Укридж и Ко. Рассказы
Шрифт:
В следующую секунду ступеньки задрожали под тяжкими шагами, и муж гнева самолично вступил в комнату.
— Какого дьявола… — вскричал я.
И мои чувства не нуждались в оправдании. Ибо я был готов к появлению Укриджа, но не к его появлению в подобном костюме. Щегольством он никогда не страдал, но теперь в своем пренебрежении к одежде достиг неизмеримых глубин. Поверх полосатой пижамы с соответствующими штанами на нем был желтый макинтош, его неизменный спутник в стольких-стольких неблагоуханных приключениях. Ступни облегались шлепанцами. Носки отсутствовали. И выглядел он выскочившим из огня
На мое восклицание он ответил безмолвным приветственным взмахом руки. Затем, поправив пенсне, скрепленное с его выдающимися ушами проволочками от бутылок с шипучкой, он в могучем порыве устремился к графину.
— А-ах! — сказал он, ставя стакан на стол.
— Какого дьявола, — спросил я, — ты шляешься по Лондону в таком облачении?
— Не шляюсь, Корки, старый конь. Я прибыл прямо из Уимблдона. А почему, малышок? А потому, что я знал — у истинного друга вроде тебя дверь будет снята с цепочки, а в окне гореть свеча. Как у тебя с носками на данном отрезке времени?
— Один носок найдется, — ответил я осторожно.
— Завтра они мне понадобятся. А также рубашки, нижнее белье, галстуки, костюм, шляпа, штиблеты и пара подтяжек. Ты видишь перед собой, Корки, обездоленного человека. Ты даже можешь сказать, заново начинающего жизнь.
— Но зачем ты надел пижаму?
— Обычный костюм английского джентльмена, пребывающего в объятиях сна.
— Но ты же не спишь.
— Я спал, — сказал Укридж, и мне почудилось, что по его лицу скользнула тень боли. — Час назад, Корки. Или точнее, полтора часа назад я спал во все лопатки. И тут…

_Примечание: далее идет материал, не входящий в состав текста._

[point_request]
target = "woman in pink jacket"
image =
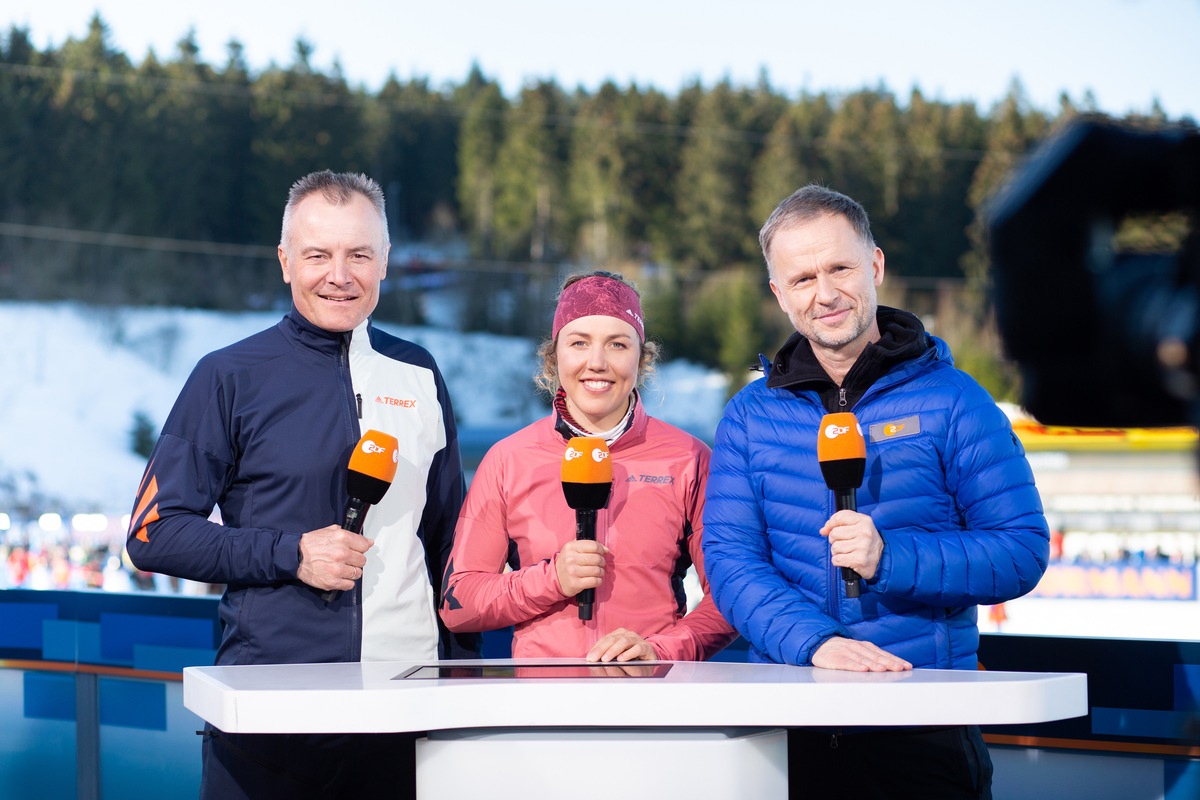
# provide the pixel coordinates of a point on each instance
(515, 558)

Он потянулся за сигарочницей и некоторое время курил в мрачноватом молчании.
— Ну, что поделать! — сказал он затем.
И испустил то, что, видимо, считал глухим смехом.
— Жизнь! — сказал он. — Жизнь! Вот что это такое — просто Жизнь. Ты получил десятку, которую я тебе послал, Корки?
— Да.
— Полагаю, она явилась некоторым сюрпризом?
— Явилась.
— Когда я выкашлянул эту десятку, знаешь, чем она была для меня? Ничем. Просто ничем. Безделицей. Незначительнейшей каплей моего дохода.
— Твоего чего?
— Моего дохода, старый конь. Крошечная доля моего постоянного дохода.

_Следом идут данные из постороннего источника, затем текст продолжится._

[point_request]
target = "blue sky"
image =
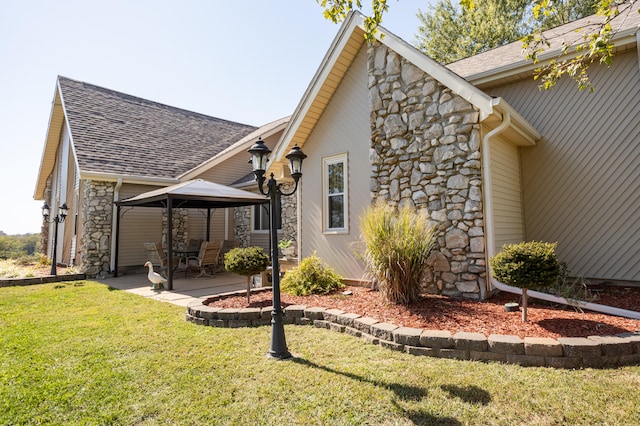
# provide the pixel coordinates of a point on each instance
(248, 62)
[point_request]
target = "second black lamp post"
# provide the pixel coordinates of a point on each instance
(57, 219)
(259, 157)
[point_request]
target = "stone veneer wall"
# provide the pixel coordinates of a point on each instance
(95, 239)
(425, 151)
(289, 212)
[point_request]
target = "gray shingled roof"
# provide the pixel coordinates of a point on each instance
(512, 53)
(117, 133)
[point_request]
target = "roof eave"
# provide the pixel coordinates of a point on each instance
(52, 139)
(347, 43)
(621, 41)
(131, 179)
(242, 145)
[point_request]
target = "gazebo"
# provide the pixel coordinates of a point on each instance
(193, 194)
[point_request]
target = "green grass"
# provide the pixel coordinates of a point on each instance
(81, 353)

— И каким образом ты обеспечил себе постоянный доход?
— Занявшись гостиничным делом.
— Каким делом?
— Гостиничным. Мои отчисления от прибыли, которую приносил укриджский «Дом родной вдали от дома». Собственно, я называл его так, только мысленно: «Дом родной вдали от дома».

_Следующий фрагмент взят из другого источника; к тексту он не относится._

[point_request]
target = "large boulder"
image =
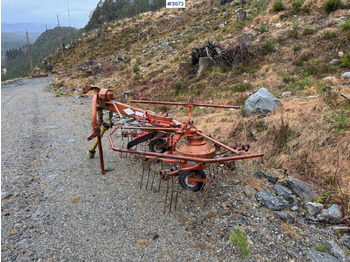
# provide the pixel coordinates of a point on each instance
(302, 189)
(270, 201)
(260, 103)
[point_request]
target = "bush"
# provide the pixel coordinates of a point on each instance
(345, 61)
(263, 29)
(297, 4)
(239, 238)
(136, 68)
(332, 5)
(267, 47)
(278, 6)
(329, 35)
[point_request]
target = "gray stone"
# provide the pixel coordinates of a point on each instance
(261, 103)
(271, 178)
(249, 191)
(346, 75)
(336, 251)
(314, 208)
(270, 201)
(334, 61)
(331, 215)
(318, 256)
(285, 216)
(302, 189)
(346, 240)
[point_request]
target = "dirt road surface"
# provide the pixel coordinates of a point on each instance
(56, 206)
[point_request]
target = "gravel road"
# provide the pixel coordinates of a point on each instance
(57, 206)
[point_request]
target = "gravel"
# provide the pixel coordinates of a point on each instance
(56, 206)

Вновь по его выразительному лицу скользнула тень печали.
— Какое это было золотое дно, пока не иссякло! Пока, — повторил он тоскливо, — не иссякло. В этом-то и беда всех счастливых начинаний — они не длятся. Им приходит конец.
— А как ему пришло начало?
— Его предложила моя тетка. То есть, говоря «предложила», я… Обстоятельства, Корки, были таковы. Ты знаешь, теперь, когда появились пресловутые звуковые фильмы, киношники прочесывают мир в поисках типусов обоего пола, поднаторевших в писании диалогов? И было только вопросом времени, когда они доберутся до моей тетки. Она подписала контракт год потрудиться в Голливуде. И ее последние слова, когда она высунула голову из окна поезда-парома на вокзале Ватерлоо,
— Заметил в тот раз, когда обедал с тобой там, а она вдруг вошла.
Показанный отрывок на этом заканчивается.